Definite integrals help us

• Calculate areas under curves.
• Assess the total accumulation, such as distance when speed changes continuously.

In our exercise, we deal with the definite integral \( \int_{x}^{1} 2t \, dt \). Typically, definite integrals use a lower and an upper limit to signify the interval over which the integration is performed. Here, the integral's limits are from \( x \) to 1, indicating we initially evaluate from variable \( x \) to a fixed point 1. Understanding the properties of definite integrals, like switching the integration limits, is crucial. If we swap the limits, it changes the sign of the integral, hence introducing a minus sign in our calculations.

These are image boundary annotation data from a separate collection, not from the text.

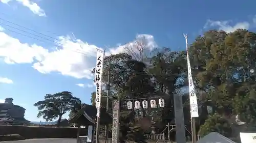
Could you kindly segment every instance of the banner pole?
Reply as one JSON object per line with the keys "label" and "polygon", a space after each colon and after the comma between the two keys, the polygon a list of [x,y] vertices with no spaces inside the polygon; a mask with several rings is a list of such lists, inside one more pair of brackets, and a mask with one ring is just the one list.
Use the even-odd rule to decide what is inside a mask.
{"label": "banner pole", "polygon": [[[105,58],[105,50],[104,50],[104,53],[103,53],[103,61],[104,61],[104,59]],[[103,66],[103,61],[102,61],[102,66]],[[103,71],[101,71],[101,72],[103,72]],[[96,74],[96,73],[95,73]],[[100,77],[100,80],[101,80],[101,78],[102,78],[102,73],[101,73],[101,77]],[[102,87],[102,81],[101,81],[101,87]],[[101,91],[100,92],[100,94],[101,94],[102,93],[101,93]],[[96,95],[97,96],[97,95]],[[101,98],[101,95],[100,95],[100,98]],[[100,101],[101,101],[101,99],[100,99]],[[99,102],[99,108],[98,109],[99,111],[98,112],[100,113],[100,102]],[[97,111],[98,112],[98,111]],[[100,113],[99,114],[100,115]],[[99,117],[99,116],[97,116],[97,123],[96,123],[96,143],[99,143],[99,130],[100,130],[100,118]],[[93,137],[94,137],[94,135],[93,135]]]}

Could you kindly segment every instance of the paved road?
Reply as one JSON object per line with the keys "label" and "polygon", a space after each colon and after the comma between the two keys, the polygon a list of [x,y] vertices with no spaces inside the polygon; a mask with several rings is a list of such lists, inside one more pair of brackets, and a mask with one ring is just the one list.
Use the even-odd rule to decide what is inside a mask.
{"label": "paved road", "polygon": [[74,138],[30,139],[17,141],[0,141],[1,143],[76,143]]}

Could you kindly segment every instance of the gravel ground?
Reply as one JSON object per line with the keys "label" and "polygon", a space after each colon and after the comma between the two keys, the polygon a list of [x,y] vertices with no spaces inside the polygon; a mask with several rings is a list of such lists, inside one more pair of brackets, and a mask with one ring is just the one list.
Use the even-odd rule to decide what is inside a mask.
{"label": "gravel ground", "polygon": [[1,143],[76,143],[75,138],[30,139],[17,141],[0,141]]}

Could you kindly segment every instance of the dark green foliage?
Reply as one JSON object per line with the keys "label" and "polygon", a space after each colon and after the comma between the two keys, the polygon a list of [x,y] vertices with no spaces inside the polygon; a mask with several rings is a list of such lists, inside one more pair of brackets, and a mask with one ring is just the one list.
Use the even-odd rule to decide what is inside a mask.
{"label": "dark green foliage", "polygon": [[[235,122],[230,117],[236,115],[246,123],[245,131],[256,131],[256,73],[250,72],[251,69],[256,71],[255,41],[256,33],[246,30],[230,33],[212,30],[197,37],[190,45],[193,77],[200,105],[197,125],[201,126],[198,128],[201,129],[201,134],[216,131],[227,137],[231,133],[232,136],[239,135],[233,134],[237,131],[230,128],[233,126],[230,123]],[[156,49],[145,60],[135,60],[126,53],[106,57],[103,85],[107,85],[110,69],[111,95],[121,99],[163,96],[164,108],[147,111],[143,115],[156,117],[154,122],[164,126],[174,119],[174,94],[186,94],[186,54],[185,51],[164,48]],[[189,100],[184,99],[184,120],[187,123],[190,120]],[[105,101],[102,101],[105,106]],[[207,106],[213,108],[211,116],[208,116]],[[128,112],[123,113],[126,117],[123,120],[130,119],[129,123],[134,123],[128,118]],[[229,123],[222,124],[225,122]],[[122,124],[126,134],[129,128]]]}
{"label": "dark green foliage", "polygon": [[230,137],[232,133],[230,125],[227,121],[217,113],[209,116],[204,124],[201,126],[199,134],[202,137],[210,132],[218,132]]}
{"label": "dark green foliage", "polygon": [[57,127],[59,127],[62,115],[79,103],[81,101],[79,98],[73,96],[70,92],[64,91],[52,95],[47,94],[44,100],[35,103],[34,106],[37,107],[39,110],[37,117],[42,116],[47,121],[58,118]]}
{"label": "dark green foliage", "polygon": [[136,142],[145,142],[145,137],[144,131],[139,126],[131,126],[126,135],[127,139]]}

An antiderivative gives you a function whose derivative is the original function you started with. Think of it as reversing differentiation. Antiderivatives tell us about accumulation, much like integration.
For any function \( f(t) \), finding its antiderivative \( F(t) \) means that \( F'(t) = f(t) \). In simpler terms, if you differentiate \( F(t) \), you arrive back at \( f(t) \).
The exercise is a good fit for recognizing the antiderivative concept. When you see an integral like \( \int 2t \, dt \), the antiderivative of \( 2t \) would be a function \( F(t) = t^2 \). Without constant limits complicating it, determining this helps answer the bigger picture of what the original function looks like before differentiation. Antiderivatives are broadly useful for solving many calculus problems involving integrals.

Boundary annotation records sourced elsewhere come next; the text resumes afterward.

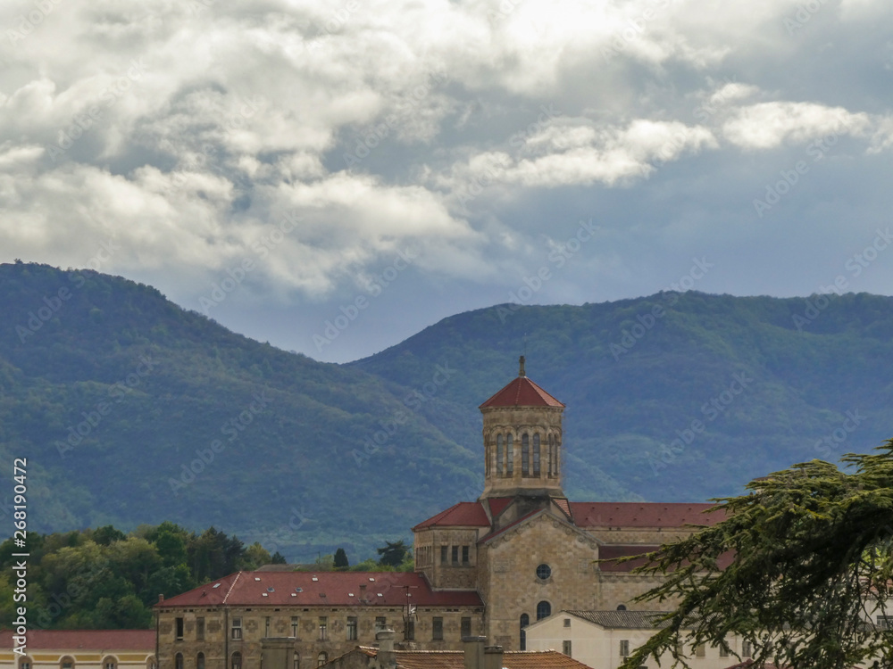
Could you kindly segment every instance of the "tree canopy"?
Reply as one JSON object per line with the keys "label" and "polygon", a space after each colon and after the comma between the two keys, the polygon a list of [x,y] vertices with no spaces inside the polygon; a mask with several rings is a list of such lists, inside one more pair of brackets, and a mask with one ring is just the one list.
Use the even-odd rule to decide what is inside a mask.
{"label": "tree canopy", "polygon": [[634,571],[662,584],[637,601],[678,607],[623,669],[662,654],[689,666],[687,648],[732,634],[757,665],[886,666],[893,634],[877,616],[893,590],[893,440],[877,451],[845,456],[842,470],[813,460],[753,481],[714,500],[720,522],[649,553]]}

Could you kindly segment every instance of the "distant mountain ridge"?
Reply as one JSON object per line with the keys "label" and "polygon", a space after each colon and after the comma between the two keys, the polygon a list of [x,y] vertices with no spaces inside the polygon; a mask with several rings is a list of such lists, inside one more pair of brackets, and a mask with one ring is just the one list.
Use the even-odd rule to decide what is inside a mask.
{"label": "distant mountain ridge", "polygon": [[333,365],[121,277],[0,265],[0,452],[32,458],[35,530],[171,520],[355,561],[480,493],[477,407],[526,346],[572,499],[704,501],[893,435],[893,300],[818,299],[498,305]]}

Derivatives and integrals have a special relationship defined by the Fundamental Theorem of Calculus. This theorem connects differentiation and integration, showing how one operation can reverse the other.
The exercise illustrates how we can take the derivative of an integral function. Initially, the task was to find \( G'(x) \) for \( G(x) = \int_{x}^{1} 2t \, dt \). However, by changing the limits, our integral becomes \( -\int_{1}^{x} 2t \, dt \). Based on the theorem, when the upper limit of the integral is a variable, the derivative of this integral with respect to the upper variable is simply the integrand evaluated at that variable.
Therefore, the result \( -2x \) is straightforwardly derived by acknowledging the link between integrating and differentiating, a hallmark example of the Fundamental Theorem of Calculus. Understanding that the derivative of \( \int_a^x f(t) \, dt \) is \( f(x) \) helps solve such exercises more intuitively.